Of course! When I landed at Stony Brook in 2015 as a junior faculty member, I was very confused. Nobody teaches you how to become a professor… I am interested in so many things, but I had to focus on a couple of important questions that I wanted to answer. During my postdoctoral training, I mainly worked with probabilistic models. Now I wanted to expand to questions about computation and dynamics. As in, describing the process of neural coding and how it changes over time. The idea is that this temporal transformation is the basis of all computation and behaviour, and also of neural diseases when it goes wrong. So I started building up a set of machine learning tools that could extract these temporal structures.
There are two different ways in which it goes. Sometimes you have a cool idea, and then you look for the data. The other way is when we work closely with a collaborator, and specific questions may need new methods. In the end, we get innovation in terms of algorithms, computation, and statistics, which we then put out to the world so that everyone can benefit from it.
Statistically speaking, we need models that can scale with the dimensionality of the data. That by itself is a huge problem. Some datasets have hundreds of neurons, so you are dealing with a high dimensional space, at least as high as the number of neurons.
Fortunately, there are regularities in the data that can help us reduce the number of dimensions. For example, even if you observe 1000 neurons simultaneously, not all neurons function independently. They are actually in a network and work together to perform a computation. If we can identify close relationships in the activity of neurons, then we can exploit it to study the data in a lower-dimensional space.

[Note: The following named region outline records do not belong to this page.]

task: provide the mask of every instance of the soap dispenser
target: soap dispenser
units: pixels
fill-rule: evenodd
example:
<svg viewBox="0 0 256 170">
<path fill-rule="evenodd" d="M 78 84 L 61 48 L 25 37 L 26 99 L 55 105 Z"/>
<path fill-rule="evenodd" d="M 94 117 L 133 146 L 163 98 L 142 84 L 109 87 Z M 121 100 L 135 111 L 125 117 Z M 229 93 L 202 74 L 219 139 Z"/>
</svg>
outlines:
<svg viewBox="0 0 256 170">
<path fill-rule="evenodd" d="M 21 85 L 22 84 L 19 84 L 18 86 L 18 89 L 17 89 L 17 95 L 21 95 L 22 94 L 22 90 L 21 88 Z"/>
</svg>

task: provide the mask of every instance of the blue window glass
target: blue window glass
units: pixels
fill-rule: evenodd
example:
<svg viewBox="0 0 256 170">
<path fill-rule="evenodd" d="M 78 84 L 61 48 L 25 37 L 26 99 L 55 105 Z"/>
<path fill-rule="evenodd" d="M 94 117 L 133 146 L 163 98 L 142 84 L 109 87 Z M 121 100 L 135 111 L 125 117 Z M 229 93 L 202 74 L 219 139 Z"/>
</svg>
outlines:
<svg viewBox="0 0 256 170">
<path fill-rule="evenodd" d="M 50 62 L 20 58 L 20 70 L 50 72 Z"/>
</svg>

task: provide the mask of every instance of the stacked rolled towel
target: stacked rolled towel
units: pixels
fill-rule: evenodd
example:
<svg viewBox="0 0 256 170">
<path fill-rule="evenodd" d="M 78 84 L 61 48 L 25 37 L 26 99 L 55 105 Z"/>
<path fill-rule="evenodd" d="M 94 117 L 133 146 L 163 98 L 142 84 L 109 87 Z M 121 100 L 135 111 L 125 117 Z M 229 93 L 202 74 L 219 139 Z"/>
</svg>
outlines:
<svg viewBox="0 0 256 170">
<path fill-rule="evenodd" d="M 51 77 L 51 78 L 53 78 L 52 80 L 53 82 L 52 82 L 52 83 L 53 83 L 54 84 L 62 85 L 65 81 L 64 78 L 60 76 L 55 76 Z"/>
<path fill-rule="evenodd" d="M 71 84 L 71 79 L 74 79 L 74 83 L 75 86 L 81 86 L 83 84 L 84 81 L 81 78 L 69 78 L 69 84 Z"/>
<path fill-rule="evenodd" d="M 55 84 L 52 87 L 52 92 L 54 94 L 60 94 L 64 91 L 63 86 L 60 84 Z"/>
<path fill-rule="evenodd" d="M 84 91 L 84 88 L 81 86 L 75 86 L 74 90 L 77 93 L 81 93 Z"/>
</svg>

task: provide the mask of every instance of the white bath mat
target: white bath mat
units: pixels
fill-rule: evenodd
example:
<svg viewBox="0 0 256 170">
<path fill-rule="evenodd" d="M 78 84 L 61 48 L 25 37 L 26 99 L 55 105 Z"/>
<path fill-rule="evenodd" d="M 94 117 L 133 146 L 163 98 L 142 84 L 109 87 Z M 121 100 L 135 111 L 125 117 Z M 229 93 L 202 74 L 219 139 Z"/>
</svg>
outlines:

Many of the methods that I've developed are in this direction. We extract structure out of neural data by making smart assumptions consistent with biology and our theory about how the brain works.

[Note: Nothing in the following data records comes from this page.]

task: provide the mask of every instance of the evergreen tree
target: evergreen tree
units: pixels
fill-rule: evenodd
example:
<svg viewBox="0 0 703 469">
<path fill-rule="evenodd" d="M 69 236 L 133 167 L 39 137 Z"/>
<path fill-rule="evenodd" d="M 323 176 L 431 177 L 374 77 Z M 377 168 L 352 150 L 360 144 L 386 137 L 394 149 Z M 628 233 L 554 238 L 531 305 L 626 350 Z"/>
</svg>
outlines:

Yes, I am very excited about forming new collaborations with experimentalists there. I also intend to continue external collaborations, for example with Alex Huk at the University of Texas at Austin. We have ideas of using different types of analysis on neural data from working memory tasks. I am also interested in decision-making, so I will spend a good amount of time trying to solve these problems. But these are only some of the many things that I want to do.

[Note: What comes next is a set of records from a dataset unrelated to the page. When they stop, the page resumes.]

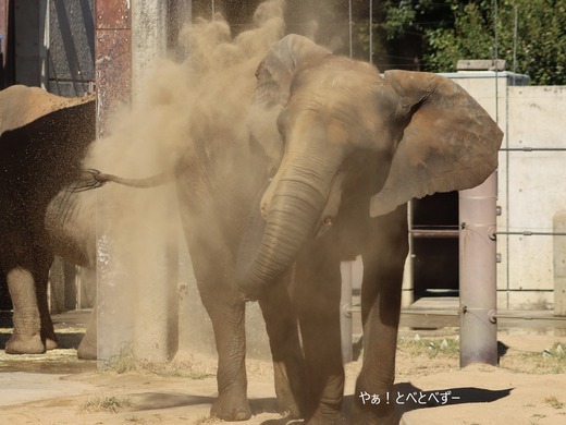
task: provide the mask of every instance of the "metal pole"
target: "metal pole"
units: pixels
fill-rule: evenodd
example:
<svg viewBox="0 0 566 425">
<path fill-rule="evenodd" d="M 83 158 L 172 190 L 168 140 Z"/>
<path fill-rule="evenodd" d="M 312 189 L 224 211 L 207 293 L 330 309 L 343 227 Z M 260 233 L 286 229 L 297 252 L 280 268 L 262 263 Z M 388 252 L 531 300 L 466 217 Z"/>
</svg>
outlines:
<svg viewBox="0 0 566 425">
<path fill-rule="evenodd" d="M 352 0 L 348 1 L 348 28 L 349 28 L 349 57 L 354 56 L 354 47 L 352 42 Z"/>
<path fill-rule="evenodd" d="M 460 367 L 497 364 L 496 172 L 459 192 Z"/>
<path fill-rule="evenodd" d="M 131 1 L 95 1 L 97 137 L 109 133 L 109 120 L 132 95 Z M 127 301 L 132 279 L 116 262 L 108 197 L 97 195 L 98 367 L 107 367 L 132 347 L 134 320 Z"/>
<path fill-rule="evenodd" d="M 354 280 L 354 262 L 342 262 L 340 271 L 342 275 L 342 293 L 340 298 L 340 331 L 342 340 L 342 361 L 352 362 L 353 336 L 352 336 L 352 286 Z"/>
<path fill-rule="evenodd" d="M 373 0 L 369 0 L 369 63 L 373 63 Z"/>
</svg>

I don't want to reveal too many of my secret weapons! Still, a particular method that I'm excited about is creating a real-time neuroscience system.
Now, during an experiment, neuroscientists record from hundreds, even thousands of neurons simultaneously. Then, they go home and analyse the data. After drawing conclusions, the experiment is repeated with adjustments, and the entire process begins again. It's a very long and slow loop.
The tools I've been developing can perform this analysis on the fly. So you're recording from hundreds of neurons, and, within milliseconds, I would like to provide you with a visual saying, "oh, look at this! There’s a hidden 3D structure in the neural activity!" With this online analysis, the experimentalist can immediately see what is happening and even tweak the experiment in real time to test how different manipulations influence the relationship between the neurons.
I believe that real-time neuroscience systems are critical for doing new types of experiments and for making scientific progress fast. It also has clinical applications. Online feedback is already available for brain stimulation, for example, to stop epileptic seizures. However, current devices are not very smart. We are building next-generation analysis algorithms that will be able to do this kind of analysis quickly and efficiently.